Parmi les autres beaux moments de cette soirée, il fallait bien évidemment compter sur la belle Marianela Nunez et son partenaire Thiago Soares. Les deux danseurs du Royal Ballet se sont déchaînés dans le pas de deux du troisième acte de Don Quichotte. Le rôle de Kitri sied parfaitement à Marianela Nunez qui est tout simplement extraordinaire. Puis, changement complet de registre avec Winter Dreams (chor. MacMillan). A chacune de leurs apparitions, les deux solistes ont remporté l’adhésion du public. La belle découverte de cette soirée restera néanmoins le pas de deux d’Anna Karénine réunissant les deux danseurs du ballet de Vienne, avec à nouveau Olga Esina et Kirill Kourlaev. Un pas de deux tourmenté, en plein coeur du drame de Tolstoï, avec de beaux portés.
Côté Bolchoï, la compagnie moscovite était représentée par Ekaterina Krysanova et Semyon Chudin. Un duo pas si bien assorti, les deux danseurs paraissant peu habitués à danser ensemble. Leur partenariat dégageait moins d’émotions. Tandis que La Belle au bois dormant n’était pas si rayonnante, La fille du pharaon manquait de piquant. 
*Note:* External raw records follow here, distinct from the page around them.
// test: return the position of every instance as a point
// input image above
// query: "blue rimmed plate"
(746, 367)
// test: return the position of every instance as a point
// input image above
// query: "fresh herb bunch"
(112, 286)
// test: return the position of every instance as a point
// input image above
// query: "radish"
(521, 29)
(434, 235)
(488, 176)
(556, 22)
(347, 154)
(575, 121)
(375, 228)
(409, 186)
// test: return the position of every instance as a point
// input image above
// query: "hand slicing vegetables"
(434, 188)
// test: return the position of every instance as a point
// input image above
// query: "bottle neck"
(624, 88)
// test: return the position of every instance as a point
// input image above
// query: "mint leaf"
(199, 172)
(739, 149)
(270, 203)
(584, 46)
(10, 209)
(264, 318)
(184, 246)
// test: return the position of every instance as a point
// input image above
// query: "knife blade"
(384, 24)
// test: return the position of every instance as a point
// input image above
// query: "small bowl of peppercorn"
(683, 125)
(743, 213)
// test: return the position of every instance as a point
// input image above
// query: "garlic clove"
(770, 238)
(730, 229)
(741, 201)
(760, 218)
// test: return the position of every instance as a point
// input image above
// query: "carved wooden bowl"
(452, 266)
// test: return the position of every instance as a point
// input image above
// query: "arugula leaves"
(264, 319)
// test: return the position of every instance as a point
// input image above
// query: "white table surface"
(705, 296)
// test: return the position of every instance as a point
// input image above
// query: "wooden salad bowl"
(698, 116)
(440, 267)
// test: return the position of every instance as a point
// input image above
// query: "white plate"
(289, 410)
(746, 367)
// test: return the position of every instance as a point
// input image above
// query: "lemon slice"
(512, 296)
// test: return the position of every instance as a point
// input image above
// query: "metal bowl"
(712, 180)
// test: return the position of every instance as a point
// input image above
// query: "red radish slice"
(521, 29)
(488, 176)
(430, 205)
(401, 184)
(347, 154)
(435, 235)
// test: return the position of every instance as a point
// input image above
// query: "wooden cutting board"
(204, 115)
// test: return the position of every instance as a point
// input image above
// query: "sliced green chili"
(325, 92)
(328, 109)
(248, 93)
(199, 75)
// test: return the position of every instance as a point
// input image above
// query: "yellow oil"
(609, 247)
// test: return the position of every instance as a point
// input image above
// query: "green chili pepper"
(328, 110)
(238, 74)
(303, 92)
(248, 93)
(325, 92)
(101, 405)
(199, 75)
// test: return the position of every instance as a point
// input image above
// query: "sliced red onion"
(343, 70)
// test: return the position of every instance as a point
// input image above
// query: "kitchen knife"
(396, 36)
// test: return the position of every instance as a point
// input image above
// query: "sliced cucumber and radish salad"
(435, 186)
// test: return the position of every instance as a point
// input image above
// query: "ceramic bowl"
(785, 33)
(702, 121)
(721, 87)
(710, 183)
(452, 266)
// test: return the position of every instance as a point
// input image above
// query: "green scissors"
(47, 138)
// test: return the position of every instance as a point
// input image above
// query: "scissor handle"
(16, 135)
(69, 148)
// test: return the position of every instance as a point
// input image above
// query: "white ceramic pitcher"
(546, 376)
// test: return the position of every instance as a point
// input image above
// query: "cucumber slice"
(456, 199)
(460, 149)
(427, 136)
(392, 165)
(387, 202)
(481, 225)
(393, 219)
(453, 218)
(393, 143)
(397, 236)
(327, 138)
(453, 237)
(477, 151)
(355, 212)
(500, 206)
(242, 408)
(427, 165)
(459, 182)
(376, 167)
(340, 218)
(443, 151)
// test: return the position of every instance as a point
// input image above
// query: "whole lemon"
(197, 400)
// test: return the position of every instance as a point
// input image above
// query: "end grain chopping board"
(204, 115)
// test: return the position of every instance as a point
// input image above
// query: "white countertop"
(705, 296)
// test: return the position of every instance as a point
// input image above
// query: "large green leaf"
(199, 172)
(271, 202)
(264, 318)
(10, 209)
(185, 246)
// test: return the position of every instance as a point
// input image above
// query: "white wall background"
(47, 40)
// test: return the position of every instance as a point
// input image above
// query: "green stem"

Comme dans les galas, il y a des moments où la bande-son grésille, et où la musique devient insupportable, si bien qu’elle en gâche le plaisir. C’est ce qui s’est passé pour le couple de danseurs du ballet de Stuttgart, composé de Maria Eichwald et Friedeman Vogel. Ils interprétaient le pas de deux de la chambre de L’histoire de Manon. Dommage car cet extrait du ballet de MacMillan est l’un de mes préférés. Quant à Mona Lisa, le ballet frôle le contortionisme, rappelle le style de MacGregor mais lasse. Le Factum de Patrick de Bana, aux côtés de Ketevan Papava était un peu long mais agréable découverte de Aimless avec Tamako Akiyama et Dimo Kirilov.

Au final, un gala pour lequel on retiendra les apparitions, toujours aussi sensationnelles, de Manuel Legris avec un gros coup de coeur pour son duo avec Olga Esina. Une représentation qui s’est clôturée sous une pluie de paillettes. A noter que la salle du Palais des congrès était loin d’être pleine samedi soir. En cause, les tarifs relativement élevés (88 euros en première catégorie). Les dernières catégories se sont ainsi un peu plus rapprochés de la scène.